The Coalition Government has taken pride – rightly – in its reforms to open up access to public data. While the emphasis has fallen on spending, with the phrase ‘armchair auditor‘ floating about in the media for about two days, the release of datasets acrosss a range of subjects, including crime and senior pay (cue ‘witty’ joke about how senior pay IS a crime) demonstrates a recognition of the potential for data to help make things happen: to help highlight problems, catalyse action and inspire innovative responses. It’s too boring sounding to be cast as a populist move, and it’s one that will cause central government departments, local government and other public bodies some considerable hassle – the Government is doing it because it’s the right thing to do.
However – as per usual on this blog – this positive story masks a far more ambivalent attitude to the value of data and to central government’s role in collecting data. Budget cuts have seen evidence collection slashed across departments and at the Office for National Statistics at precisely the time when targeting public money wisely, where it will make a real difference, is paramount. And rhetoric about freeing local government from central targets, again with good reason as local government should primarily be accountable to its own electors, has become entangled with an implication that any collection of data at all, and any coordination of data collection at central government level, is burdensome and has no benefit.

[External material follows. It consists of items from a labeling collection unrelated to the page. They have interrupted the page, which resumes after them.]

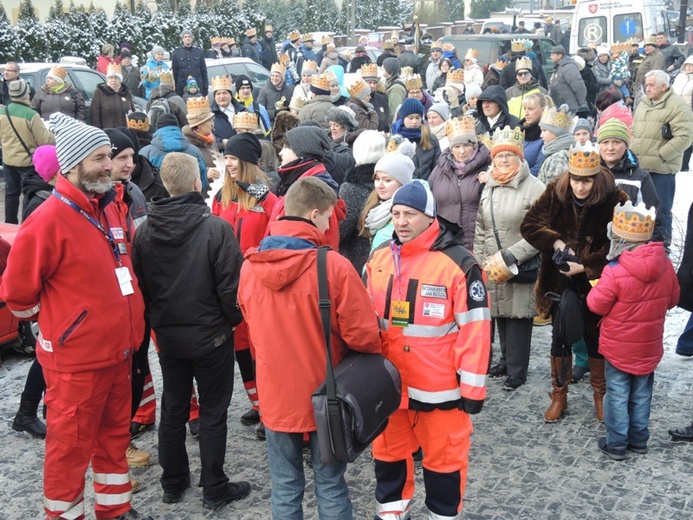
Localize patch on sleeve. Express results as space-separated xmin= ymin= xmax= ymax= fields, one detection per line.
xmin=469 ymin=280 xmax=486 ymax=302
xmin=421 ymin=284 xmax=448 ymax=300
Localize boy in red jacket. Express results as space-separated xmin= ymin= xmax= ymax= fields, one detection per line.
xmin=587 ymin=201 xmax=679 ymax=460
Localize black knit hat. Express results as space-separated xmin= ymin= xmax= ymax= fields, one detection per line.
xmin=224 ymin=133 xmax=262 ymax=165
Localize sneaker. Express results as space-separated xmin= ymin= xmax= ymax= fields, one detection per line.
xmin=570 ymin=365 xmax=590 ymax=383
xmin=241 ymin=408 xmax=260 ymax=426
xmin=188 ymin=419 xmax=200 ymax=439
xmin=202 ymin=482 xmax=250 ymax=509
xmin=597 ymin=437 xmax=627 ymax=461
xmin=130 ymin=421 xmax=154 ymax=439
xmin=488 ymin=365 xmax=508 ymax=378
xmin=125 ymin=443 xmax=152 ymax=468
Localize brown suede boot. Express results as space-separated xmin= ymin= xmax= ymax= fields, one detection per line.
xmin=588 ymin=358 xmax=606 ymax=422
xmin=544 ymin=356 xmax=573 ymax=422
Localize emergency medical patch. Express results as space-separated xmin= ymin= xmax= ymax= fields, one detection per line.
xmin=421 ymin=284 xmax=448 ymax=300
xmin=469 ymin=280 xmax=486 ymax=302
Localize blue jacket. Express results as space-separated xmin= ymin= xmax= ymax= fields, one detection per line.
xmin=140 ymin=126 xmax=207 ymax=188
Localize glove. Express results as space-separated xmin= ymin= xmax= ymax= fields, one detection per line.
xmin=236 ymin=181 xmax=269 ymax=202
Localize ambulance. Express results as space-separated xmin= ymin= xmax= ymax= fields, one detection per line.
xmin=569 ymin=0 xmax=675 ymax=54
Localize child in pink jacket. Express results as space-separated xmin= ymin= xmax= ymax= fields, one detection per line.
xmin=587 ymin=201 xmax=679 ymax=460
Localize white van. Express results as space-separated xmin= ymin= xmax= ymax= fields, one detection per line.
xmin=569 ymin=0 xmax=674 ymax=54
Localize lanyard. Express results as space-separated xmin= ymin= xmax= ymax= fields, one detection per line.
xmin=53 ymin=189 xmax=122 ymax=267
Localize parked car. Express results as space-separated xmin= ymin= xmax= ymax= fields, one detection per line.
xmin=442 ymin=34 xmax=555 ymax=78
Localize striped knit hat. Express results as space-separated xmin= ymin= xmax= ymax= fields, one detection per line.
xmin=48 ymin=112 xmax=111 ymax=175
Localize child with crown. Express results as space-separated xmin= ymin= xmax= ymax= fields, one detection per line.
xmin=587 ymin=201 xmax=679 ymax=460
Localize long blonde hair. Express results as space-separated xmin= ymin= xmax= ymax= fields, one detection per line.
xmin=221 ymin=159 xmax=267 ymax=211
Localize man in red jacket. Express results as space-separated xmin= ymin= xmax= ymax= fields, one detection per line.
xmin=0 ymin=114 xmax=150 ymax=519
xmin=238 ymin=177 xmax=380 ymax=520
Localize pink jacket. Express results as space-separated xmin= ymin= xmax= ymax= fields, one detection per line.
xmin=587 ymin=242 xmax=679 ymax=376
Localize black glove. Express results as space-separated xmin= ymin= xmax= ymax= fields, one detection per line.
xmin=236 ymin=181 xmax=269 ymax=202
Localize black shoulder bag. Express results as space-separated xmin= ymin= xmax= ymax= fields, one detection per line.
xmin=490 ymin=187 xmax=539 ymax=283
xmin=312 ymin=247 xmax=402 ymax=464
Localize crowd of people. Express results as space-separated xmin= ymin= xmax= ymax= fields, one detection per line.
xmin=0 ymin=17 xmax=693 ymax=520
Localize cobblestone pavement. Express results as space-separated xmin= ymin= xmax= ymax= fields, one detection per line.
xmin=0 ymin=180 xmax=693 ymax=520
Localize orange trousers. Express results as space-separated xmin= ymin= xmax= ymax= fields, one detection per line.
xmin=373 ymin=409 xmax=472 ymax=520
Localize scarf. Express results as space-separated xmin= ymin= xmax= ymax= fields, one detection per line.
xmin=364 ymin=199 xmax=392 ymax=235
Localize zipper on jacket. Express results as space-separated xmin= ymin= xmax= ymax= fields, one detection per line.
xmin=58 ymin=311 xmax=88 ymax=347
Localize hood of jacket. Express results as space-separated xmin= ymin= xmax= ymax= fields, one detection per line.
xmin=476 ymin=85 xmax=508 ymax=114
xmin=147 ymin=191 xmax=211 ymax=245
xmin=245 ymin=217 xmax=327 ymax=291
xmin=618 ymin=242 xmax=668 ymax=282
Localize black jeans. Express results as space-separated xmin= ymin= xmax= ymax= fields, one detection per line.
xmin=159 ymin=336 xmax=234 ymax=499
xmin=2 ymin=163 xmax=34 ymax=224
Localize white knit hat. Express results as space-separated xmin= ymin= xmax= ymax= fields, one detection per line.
xmin=48 ymin=112 xmax=111 ymax=175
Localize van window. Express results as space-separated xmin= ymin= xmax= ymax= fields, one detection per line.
xmin=578 ymin=16 xmax=604 ymax=47
xmin=612 ymin=13 xmax=645 ymax=43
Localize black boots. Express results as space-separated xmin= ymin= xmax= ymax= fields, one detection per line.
xmin=12 ymin=394 xmax=46 ymax=439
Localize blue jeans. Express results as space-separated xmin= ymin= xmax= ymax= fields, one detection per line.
xmin=265 ymin=428 xmax=353 ymax=520
xmin=650 ymin=173 xmax=676 ymax=250
xmin=604 ymin=360 xmax=654 ymax=450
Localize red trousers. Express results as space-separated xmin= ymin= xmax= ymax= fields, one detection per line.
xmin=43 ymin=359 xmax=132 ymax=520
xmin=373 ymin=410 xmax=472 ymax=520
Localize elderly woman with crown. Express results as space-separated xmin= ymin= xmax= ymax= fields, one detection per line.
xmin=520 ymin=142 xmax=628 ymax=422
xmin=465 ymin=126 xmax=544 ymax=391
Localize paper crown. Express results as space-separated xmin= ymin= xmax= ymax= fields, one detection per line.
xmin=510 ymin=38 xmax=531 ymax=52
xmin=464 ymin=49 xmax=479 ymax=60
xmin=540 ymin=105 xmax=573 ymax=132
xmin=568 ymin=141 xmax=601 ymax=177
xmin=445 ymin=116 xmax=476 ymax=139
xmin=611 ymin=42 xmax=631 ymax=54
xmin=445 ymin=69 xmax=464 ymax=85
xmin=212 ymin=76 xmax=233 ymax=92
xmin=270 ymin=63 xmax=286 ymax=78
xmin=361 ymin=63 xmax=378 ymax=79
xmin=233 ymin=112 xmax=259 ymax=132
xmin=515 ymin=56 xmax=532 ymax=72
xmin=404 ymin=74 xmax=423 ymax=92
xmin=611 ymin=200 xmax=655 ymax=242
xmin=347 ymin=79 xmax=370 ymax=98
xmin=310 ymin=74 xmax=332 ymax=91
xmin=301 ymin=60 xmax=318 ymax=74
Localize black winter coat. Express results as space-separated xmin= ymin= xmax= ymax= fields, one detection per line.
xmin=133 ymin=192 xmax=243 ymax=359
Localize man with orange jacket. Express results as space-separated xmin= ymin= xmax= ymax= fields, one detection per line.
xmin=238 ymin=177 xmax=380 ymax=520
xmin=365 ymin=180 xmax=491 ymax=520
xmin=0 ymin=114 xmax=151 ymax=520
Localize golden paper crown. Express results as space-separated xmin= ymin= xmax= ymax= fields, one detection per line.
xmin=510 ymin=38 xmax=529 ymax=52
xmin=568 ymin=141 xmax=601 ymax=177
xmin=233 ymin=112 xmax=259 ymax=132
xmin=445 ymin=69 xmax=464 ymax=85
xmin=301 ymin=60 xmax=318 ymax=74
xmin=212 ymin=76 xmax=233 ymax=92
xmin=404 ymin=74 xmax=423 ymax=92
xmin=361 ymin=63 xmax=378 ymax=79
xmin=611 ymin=42 xmax=631 ymax=54
xmin=539 ymin=105 xmax=573 ymax=133
xmin=611 ymin=200 xmax=655 ymax=242
xmin=347 ymin=79 xmax=371 ymax=98
xmin=310 ymin=74 xmax=332 ymax=90
xmin=106 ymin=62 xmax=121 ymax=79
xmin=159 ymin=70 xmax=173 ymax=85
xmin=515 ymin=56 xmax=533 ymax=72
xmin=270 ymin=63 xmax=286 ymax=78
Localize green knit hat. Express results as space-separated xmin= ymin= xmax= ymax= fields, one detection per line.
xmin=597 ymin=119 xmax=630 ymax=146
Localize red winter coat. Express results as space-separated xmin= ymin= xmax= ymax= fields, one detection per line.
xmin=587 ymin=242 xmax=679 ymax=376
xmin=0 ymin=175 xmax=144 ymax=372
xmin=238 ymin=219 xmax=380 ymax=432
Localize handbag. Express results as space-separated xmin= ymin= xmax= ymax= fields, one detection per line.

Two examples of data collections which have been scrapped stand out from my own professional experience. The axing of the Place Survey on the basis that it was used to assess councils against targets ignored the often innovative uses to which councils around the country put the data in order to improve their standards and approaches in the areas that local residents cared about most, and the fact that the survey recognised the crucial importance of perceptions: how residents felt about whether they belonged to their community, what they were most concerned about locally, whether they felt they could influence local decision-making. Similarly, the removal of questions on school travel from the school census – which is still going to be conducted, meaning that the marginal savings from removing a couple of questions are likely to be minuscule – has been condemned by the very same councils supposedly ‘freed’ from this ‘oppressive’ requirement, because it removes some of the clearest data available on travel patterns in their local area, which had been useful for improving life for residents in areas ranging from infrastructure planning to congestion reduction.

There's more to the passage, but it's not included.